Mum moved the ashtray a centimetre to the left, matched the lighter with the edge of the table, making patterns. ‘It’s all right, I can handle it. I told you, it’s going to be different now.’

‘Tell them a fever and a cough, or that she kept throwing up. Not a headache. And don’t smoke in front of her.’

He knew how important his mum’s fags were, how they kept her calm. He knew he was being unkind.

‘Stop worrying,’ she said. ‘It’s only a support visit, nothing else. I’ll sit by the window. I’ll tell her I never do it with Holly around.’

‘Show her the smoke alarm,’ Holly said, pointing up at the ceiling with the end of her felt-tip pen.

Mikey followed her gaze. Sober for days, and a tidy flat was one thing, but a fully-installed and working smoke alarm was definitely something new.

Mum grinned at him. ‘You’re impressed.’

He couldn’t help smiling back.

She glanced at the clock. ‘Go and have fun, Mikey. Go on, you’ve done enough.’

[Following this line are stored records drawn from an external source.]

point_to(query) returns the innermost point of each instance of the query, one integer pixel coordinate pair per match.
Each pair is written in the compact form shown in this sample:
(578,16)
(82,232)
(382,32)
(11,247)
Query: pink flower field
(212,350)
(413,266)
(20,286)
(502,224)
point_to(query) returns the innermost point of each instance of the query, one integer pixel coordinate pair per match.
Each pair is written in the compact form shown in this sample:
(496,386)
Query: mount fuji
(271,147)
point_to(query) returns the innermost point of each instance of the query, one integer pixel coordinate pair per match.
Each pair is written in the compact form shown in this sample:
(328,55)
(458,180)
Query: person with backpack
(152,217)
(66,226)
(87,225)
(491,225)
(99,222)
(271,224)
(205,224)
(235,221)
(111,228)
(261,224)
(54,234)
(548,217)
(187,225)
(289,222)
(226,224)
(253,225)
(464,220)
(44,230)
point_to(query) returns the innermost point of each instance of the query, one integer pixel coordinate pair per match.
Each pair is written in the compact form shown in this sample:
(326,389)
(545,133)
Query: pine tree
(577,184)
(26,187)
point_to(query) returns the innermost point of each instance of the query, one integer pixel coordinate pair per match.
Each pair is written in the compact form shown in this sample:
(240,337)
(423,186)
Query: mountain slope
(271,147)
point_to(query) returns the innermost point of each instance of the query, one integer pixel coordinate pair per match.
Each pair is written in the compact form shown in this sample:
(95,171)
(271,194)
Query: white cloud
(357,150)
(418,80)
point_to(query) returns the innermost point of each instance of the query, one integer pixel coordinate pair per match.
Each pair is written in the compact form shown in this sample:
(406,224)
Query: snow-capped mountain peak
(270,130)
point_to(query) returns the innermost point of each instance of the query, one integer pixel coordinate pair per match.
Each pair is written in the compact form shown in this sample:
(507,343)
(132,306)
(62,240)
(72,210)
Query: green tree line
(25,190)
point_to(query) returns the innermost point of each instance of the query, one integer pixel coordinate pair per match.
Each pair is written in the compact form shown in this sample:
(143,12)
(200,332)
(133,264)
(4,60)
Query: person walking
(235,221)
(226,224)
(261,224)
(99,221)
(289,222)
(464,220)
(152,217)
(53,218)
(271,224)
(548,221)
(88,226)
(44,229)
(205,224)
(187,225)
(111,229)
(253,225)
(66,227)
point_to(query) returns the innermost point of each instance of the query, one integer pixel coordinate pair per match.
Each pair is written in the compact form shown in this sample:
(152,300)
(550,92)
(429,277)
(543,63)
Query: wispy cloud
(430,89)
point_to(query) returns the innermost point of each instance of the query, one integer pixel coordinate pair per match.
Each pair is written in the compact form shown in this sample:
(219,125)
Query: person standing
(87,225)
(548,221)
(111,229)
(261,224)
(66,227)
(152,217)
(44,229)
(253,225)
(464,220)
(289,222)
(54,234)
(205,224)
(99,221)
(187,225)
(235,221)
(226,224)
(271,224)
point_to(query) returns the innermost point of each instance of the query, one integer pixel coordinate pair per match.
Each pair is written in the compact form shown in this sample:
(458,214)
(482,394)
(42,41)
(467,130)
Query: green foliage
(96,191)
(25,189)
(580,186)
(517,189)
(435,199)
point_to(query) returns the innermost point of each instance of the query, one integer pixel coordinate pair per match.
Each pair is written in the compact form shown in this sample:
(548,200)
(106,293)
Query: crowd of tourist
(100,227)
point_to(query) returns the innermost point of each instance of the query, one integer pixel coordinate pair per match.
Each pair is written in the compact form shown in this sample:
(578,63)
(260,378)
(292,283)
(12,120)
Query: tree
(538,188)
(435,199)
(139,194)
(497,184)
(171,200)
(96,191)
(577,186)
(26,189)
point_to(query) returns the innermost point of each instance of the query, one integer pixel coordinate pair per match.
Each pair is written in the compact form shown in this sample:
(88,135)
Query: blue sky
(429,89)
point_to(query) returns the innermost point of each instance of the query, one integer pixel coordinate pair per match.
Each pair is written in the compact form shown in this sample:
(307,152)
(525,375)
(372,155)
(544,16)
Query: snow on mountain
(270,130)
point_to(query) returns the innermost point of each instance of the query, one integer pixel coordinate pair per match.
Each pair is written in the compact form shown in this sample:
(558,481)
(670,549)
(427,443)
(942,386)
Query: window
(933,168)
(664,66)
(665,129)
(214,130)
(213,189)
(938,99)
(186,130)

He checked his mobile. No new messages, but that was OK. It was all agreed. Two-thirty at Ellie’s house. He’d leave in a few minutes.

‘Like my drawing?’ Holly said.

She held it up for them all to see. It was Karyn, outside with her hair streaming behind her in the wind. She was holding a piece of string with a dragon on the end and a flaming sword.

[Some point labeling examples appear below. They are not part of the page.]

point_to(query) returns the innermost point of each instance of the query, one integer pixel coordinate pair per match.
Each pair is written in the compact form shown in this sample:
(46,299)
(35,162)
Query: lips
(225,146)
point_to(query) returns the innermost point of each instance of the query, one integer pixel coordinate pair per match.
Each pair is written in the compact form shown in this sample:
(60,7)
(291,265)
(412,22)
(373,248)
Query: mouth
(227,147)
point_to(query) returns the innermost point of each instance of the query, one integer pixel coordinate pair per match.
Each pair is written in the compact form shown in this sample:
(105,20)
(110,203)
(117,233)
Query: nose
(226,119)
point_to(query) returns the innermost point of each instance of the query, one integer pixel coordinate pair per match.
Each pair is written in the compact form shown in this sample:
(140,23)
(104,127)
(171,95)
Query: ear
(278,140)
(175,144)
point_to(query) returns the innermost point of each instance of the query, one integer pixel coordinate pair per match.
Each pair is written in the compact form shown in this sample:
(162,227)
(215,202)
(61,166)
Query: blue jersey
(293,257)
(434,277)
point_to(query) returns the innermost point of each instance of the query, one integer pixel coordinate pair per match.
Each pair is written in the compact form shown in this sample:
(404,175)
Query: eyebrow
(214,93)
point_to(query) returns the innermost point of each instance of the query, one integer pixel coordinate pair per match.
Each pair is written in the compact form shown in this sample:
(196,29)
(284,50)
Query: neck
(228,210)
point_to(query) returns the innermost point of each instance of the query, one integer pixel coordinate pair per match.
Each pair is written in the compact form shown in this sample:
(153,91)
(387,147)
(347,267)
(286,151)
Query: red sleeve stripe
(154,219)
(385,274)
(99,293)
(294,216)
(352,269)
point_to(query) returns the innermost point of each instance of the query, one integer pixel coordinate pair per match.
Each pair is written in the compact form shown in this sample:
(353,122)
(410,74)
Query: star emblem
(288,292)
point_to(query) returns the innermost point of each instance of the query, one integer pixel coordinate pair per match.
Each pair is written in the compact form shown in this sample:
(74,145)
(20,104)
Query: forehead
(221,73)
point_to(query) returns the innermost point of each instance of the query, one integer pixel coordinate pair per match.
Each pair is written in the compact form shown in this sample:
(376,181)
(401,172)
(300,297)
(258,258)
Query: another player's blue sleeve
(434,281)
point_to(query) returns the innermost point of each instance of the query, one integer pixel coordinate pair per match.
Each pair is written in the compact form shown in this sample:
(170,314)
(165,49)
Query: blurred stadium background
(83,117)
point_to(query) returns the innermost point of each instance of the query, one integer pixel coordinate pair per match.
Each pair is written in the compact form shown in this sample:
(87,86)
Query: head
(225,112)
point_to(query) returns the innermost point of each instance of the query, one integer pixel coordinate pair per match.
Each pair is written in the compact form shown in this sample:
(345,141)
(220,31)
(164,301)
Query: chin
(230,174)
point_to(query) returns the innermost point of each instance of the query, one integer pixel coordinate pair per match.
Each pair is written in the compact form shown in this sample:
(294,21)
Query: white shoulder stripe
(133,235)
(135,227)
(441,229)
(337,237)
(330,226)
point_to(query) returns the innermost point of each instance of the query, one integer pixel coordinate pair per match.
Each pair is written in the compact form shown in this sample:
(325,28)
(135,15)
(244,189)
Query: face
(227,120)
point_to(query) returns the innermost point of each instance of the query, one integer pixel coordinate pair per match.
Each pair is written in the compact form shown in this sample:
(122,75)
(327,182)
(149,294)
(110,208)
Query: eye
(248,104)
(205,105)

‘Nice picture,’ Karyn said.

Holly smiled, carefully tore the page from her book and laid it on the table. ‘I’m going to draw you at school next.’

‘Let me keep the dragon,’ Karyn laughed. ‘I’ll need it if you’re sending me back there.’

Mikey took the plates to the kitchen, had a quick look in the fridge while he was there. It was stuffed – juice and yoghurts, cheese and milk, all sorts. Mum had even bought a pack of bacon and some sausages.

By the time he’d washed up the plates, all three of them were huddled together on the sofa watching a re-run of TopGear - some mountain climber was talking about how he got frostbite and later, after surgery, he had a very hot bath and his toe came off and he left it on the side of the sink for his wife to find. They cackled like witches at it. Mikey smiled, wanted to leave them with something. He went over and put ten quid on the table.

‘Here,’ he said, ‘get yourselves a DVD and some sweets.’

You’d think he’d given them a fortune, the way they passed it between them.

He almost didn’t want to leave. It wasn’t that long ago when this would have been his idea of a perfect Saturday afternoon and he’d happily have squeezed in with them on the sofa.